In general this type of problem can be solved by a computer algebra system by computing the primary decomposition of the defining ideal. In your case you obtain that $X$ is the union of the varieties $X_1=\{z+w-1=xy+w^2-w=0\}$, $X_2=\{w-1=z-1=x=y=0\}$ and $X_3=\{x=y=z=w=0\}$. Not that $X_2$ and $X_3$ are points and $X_1$ is a surface.
Now, let us work this out by hand. From the second and third equation you get that either $x=y=0$ (call this case 1) or $w+z-1=0$ (call this case 2).
In case 1, the equations one and four become $w^2-w=w(w-1)=0$ and $z^2-z=z(z-1)=0$, respectively. This gives the possibilities $$z=w=0,\ z=w-1=0,\ w=z-1=0,\ z-1=w-1=0.$$ We'll come back to this later.
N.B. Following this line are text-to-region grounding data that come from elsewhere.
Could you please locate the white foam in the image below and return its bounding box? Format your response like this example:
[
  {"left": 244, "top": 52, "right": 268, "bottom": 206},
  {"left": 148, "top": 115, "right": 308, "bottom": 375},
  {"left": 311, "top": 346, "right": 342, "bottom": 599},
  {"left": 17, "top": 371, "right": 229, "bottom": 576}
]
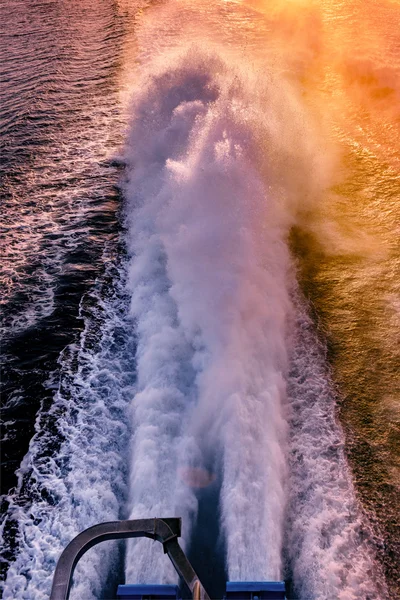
[
  {"left": 285, "top": 292, "right": 387, "bottom": 599},
  {"left": 2, "top": 258, "right": 135, "bottom": 600}
]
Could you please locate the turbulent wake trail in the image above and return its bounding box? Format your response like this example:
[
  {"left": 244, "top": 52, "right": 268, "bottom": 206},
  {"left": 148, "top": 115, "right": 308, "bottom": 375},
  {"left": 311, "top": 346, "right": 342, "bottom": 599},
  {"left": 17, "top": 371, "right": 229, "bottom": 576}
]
[{"left": 121, "top": 0, "right": 386, "bottom": 594}]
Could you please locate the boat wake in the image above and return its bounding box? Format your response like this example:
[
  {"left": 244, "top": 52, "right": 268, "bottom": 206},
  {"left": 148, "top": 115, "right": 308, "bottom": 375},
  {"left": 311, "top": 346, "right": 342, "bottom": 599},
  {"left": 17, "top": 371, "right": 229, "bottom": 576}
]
[{"left": 1, "top": 1, "right": 388, "bottom": 598}]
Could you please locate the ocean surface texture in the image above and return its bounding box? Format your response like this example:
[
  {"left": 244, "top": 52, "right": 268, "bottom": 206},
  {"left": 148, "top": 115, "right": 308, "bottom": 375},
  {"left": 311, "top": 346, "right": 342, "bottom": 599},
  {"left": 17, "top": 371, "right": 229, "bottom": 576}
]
[{"left": 1, "top": 1, "right": 399, "bottom": 599}]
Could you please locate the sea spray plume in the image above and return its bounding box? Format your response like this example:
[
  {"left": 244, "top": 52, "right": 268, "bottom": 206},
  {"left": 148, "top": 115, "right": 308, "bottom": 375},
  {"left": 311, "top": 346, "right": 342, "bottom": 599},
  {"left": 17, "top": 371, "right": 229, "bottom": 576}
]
[{"left": 123, "top": 46, "right": 332, "bottom": 582}]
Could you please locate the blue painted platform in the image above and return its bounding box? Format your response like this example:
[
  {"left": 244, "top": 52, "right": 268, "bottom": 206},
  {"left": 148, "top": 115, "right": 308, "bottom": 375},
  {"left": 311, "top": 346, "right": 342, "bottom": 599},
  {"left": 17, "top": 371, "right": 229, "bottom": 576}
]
[
  {"left": 225, "top": 581, "right": 286, "bottom": 600},
  {"left": 116, "top": 584, "right": 181, "bottom": 599}
]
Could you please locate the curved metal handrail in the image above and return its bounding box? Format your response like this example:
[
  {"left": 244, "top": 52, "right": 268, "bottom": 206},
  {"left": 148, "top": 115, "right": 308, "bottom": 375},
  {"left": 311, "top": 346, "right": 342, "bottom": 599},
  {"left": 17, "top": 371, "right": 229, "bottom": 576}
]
[{"left": 50, "top": 517, "right": 210, "bottom": 600}]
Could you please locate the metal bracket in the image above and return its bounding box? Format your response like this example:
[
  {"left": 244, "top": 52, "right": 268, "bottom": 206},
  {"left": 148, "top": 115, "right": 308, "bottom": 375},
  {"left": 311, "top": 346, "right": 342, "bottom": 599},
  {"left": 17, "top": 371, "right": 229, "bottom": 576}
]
[{"left": 49, "top": 517, "right": 210, "bottom": 600}]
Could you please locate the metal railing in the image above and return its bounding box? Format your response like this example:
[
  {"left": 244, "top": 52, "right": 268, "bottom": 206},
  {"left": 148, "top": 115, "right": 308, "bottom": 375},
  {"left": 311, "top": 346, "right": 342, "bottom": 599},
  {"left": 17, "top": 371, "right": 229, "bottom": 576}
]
[{"left": 50, "top": 517, "right": 210, "bottom": 600}]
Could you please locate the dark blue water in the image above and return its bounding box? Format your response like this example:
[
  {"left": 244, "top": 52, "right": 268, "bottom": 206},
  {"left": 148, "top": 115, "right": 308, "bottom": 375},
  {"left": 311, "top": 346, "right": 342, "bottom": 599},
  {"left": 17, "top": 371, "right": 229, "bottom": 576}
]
[{"left": 1, "top": 0, "right": 126, "bottom": 490}]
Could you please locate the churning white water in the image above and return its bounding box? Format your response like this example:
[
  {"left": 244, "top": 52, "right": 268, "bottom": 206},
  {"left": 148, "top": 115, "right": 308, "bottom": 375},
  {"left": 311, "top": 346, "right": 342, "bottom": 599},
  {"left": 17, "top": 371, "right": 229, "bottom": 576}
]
[{"left": 2, "top": 251, "right": 135, "bottom": 600}]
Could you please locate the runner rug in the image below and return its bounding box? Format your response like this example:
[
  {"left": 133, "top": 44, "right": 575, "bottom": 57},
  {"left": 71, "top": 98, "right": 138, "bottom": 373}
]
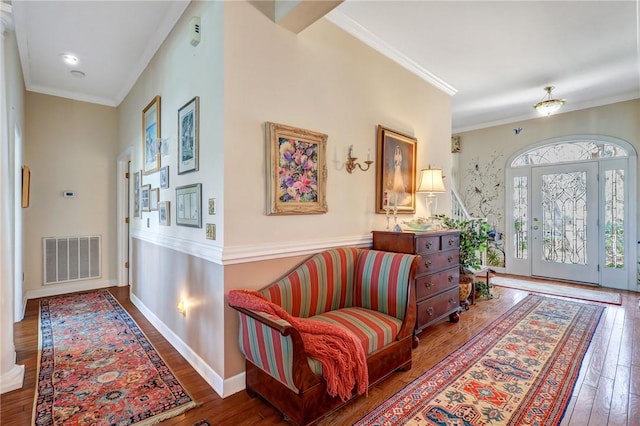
[
  {"left": 492, "top": 276, "right": 622, "bottom": 305},
  {"left": 354, "top": 294, "right": 604, "bottom": 426},
  {"left": 33, "top": 290, "right": 196, "bottom": 425}
]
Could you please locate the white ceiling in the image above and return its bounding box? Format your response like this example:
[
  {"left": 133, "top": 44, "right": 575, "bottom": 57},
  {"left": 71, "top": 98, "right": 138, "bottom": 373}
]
[{"left": 10, "top": 1, "right": 640, "bottom": 132}]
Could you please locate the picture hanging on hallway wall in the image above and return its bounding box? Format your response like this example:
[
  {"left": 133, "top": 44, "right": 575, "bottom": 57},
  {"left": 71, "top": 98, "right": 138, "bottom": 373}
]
[
  {"left": 159, "top": 201, "right": 170, "bottom": 226},
  {"left": 134, "top": 171, "right": 141, "bottom": 217},
  {"left": 176, "top": 183, "right": 202, "bottom": 228},
  {"left": 375, "top": 125, "right": 416, "bottom": 214},
  {"left": 141, "top": 184, "right": 151, "bottom": 212},
  {"left": 178, "top": 96, "right": 199, "bottom": 175},
  {"left": 265, "top": 121, "right": 328, "bottom": 215},
  {"left": 143, "top": 96, "right": 161, "bottom": 175}
]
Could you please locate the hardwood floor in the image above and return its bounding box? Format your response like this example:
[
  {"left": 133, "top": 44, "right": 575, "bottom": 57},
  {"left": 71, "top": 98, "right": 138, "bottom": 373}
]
[{"left": 2, "top": 281, "right": 639, "bottom": 425}]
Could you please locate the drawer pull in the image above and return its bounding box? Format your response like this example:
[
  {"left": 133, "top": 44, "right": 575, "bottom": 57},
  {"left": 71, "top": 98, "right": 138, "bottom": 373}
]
[
  {"left": 448, "top": 275, "right": 454, "bottom": 282},
  {"left": 427, "top": 307, "right": 434, "bottom": 316},
  {"left": 424, "top": 281, "right": 432, "bottom": 289},
  {"left": 449, "top": 297, "right": 456, "bottom": 304},
  {"left": 448, "top": 255, "right": 453, "bottom": 263},
  {"left": 425, "top": 241, "right": 432, "bottom": 249},
  {"left": 448, "top": 238, "right": 454, "bottom": 246},
  {"left": 424, "top": 259, "right": 432, "bottom": 268}
]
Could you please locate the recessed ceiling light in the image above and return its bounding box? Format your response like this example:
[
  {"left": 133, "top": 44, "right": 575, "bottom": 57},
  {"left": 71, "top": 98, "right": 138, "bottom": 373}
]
[
  {"left": 70, "top": 70, "right": 85, "bottom": 78},
  {"left": 59, "top": 53, "right": 79, "bottom": 65}
]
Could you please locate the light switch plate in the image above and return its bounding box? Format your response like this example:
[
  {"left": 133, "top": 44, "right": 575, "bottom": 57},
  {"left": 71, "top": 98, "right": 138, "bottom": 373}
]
[
  {"left": 208, "top": 198, "right": 216, "bottom": 215},
  {"left": 206, "top": 223, "right": 216, "bottom": 240}
]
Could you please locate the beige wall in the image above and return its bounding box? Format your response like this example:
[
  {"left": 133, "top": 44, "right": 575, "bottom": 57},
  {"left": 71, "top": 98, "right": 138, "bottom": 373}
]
[
  {"left": 117, "top": 0, "right": 453, "bottom": 396},
  {"left": 23, "top": 93, "right": 118, "bottom": 294}
]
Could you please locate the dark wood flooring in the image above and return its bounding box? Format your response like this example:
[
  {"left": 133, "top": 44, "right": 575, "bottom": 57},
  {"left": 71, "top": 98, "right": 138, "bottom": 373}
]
[{"left": 2, "top": 278, "right": 638, "bottom": 425}]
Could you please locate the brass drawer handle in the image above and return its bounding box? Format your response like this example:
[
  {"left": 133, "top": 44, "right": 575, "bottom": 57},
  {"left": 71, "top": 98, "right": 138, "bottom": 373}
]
[
  {"left": 448, "top": 255, "right": 453, "bottom": 263},
  {"left": 427, "top": 307, "right": 434, "bottom": 316},
  {"left": 448, "top": 238, "right": 454, "bottom": 246},
  {"left": 425, "top": 241, "right": 432, "bottom": 249},
  {"left": 424, "top": 281, "right": 432, "bottom": 289},
  {"left": 448, "top": 275, "right": 454, "bottom": 282},
  {"left": 424, "top": 259, "right": 432, "bottom": 268},
  {"left": 449, "top": 297, "right": 456, "bottom": 304}
]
In case 2, $w+z-1=0$ means that we can substitute one of $z$ or $w$ in equation one or four. First, $w=1-z$ plugged into the first equation gives us $0=xy+z^2-z$. The same way, plugging $z=1-w$ into the fourth equation gives $0=xy+w^2-w$. To sum up, $$w+z-1=0,\ xy+w^2-w=xy+z^2-z=0.$$
Let us gather together all of the different cases. We were obtaining the following equations $$x=y=z=w=0,\\ x=y=z=w-1=0, \\ x=y=w=z-1=0,\\ x=y=z-1=w-1=0,\\ w+z-1=xy+w^2-w=xy+z^2-z=0. $$
We are close to being done, what is left is to perform the same procedure to the last equation. This then gives you even more equations and you then have to check whether there are some inclusions between the varieties defined by this equations. Can you proceed from here on?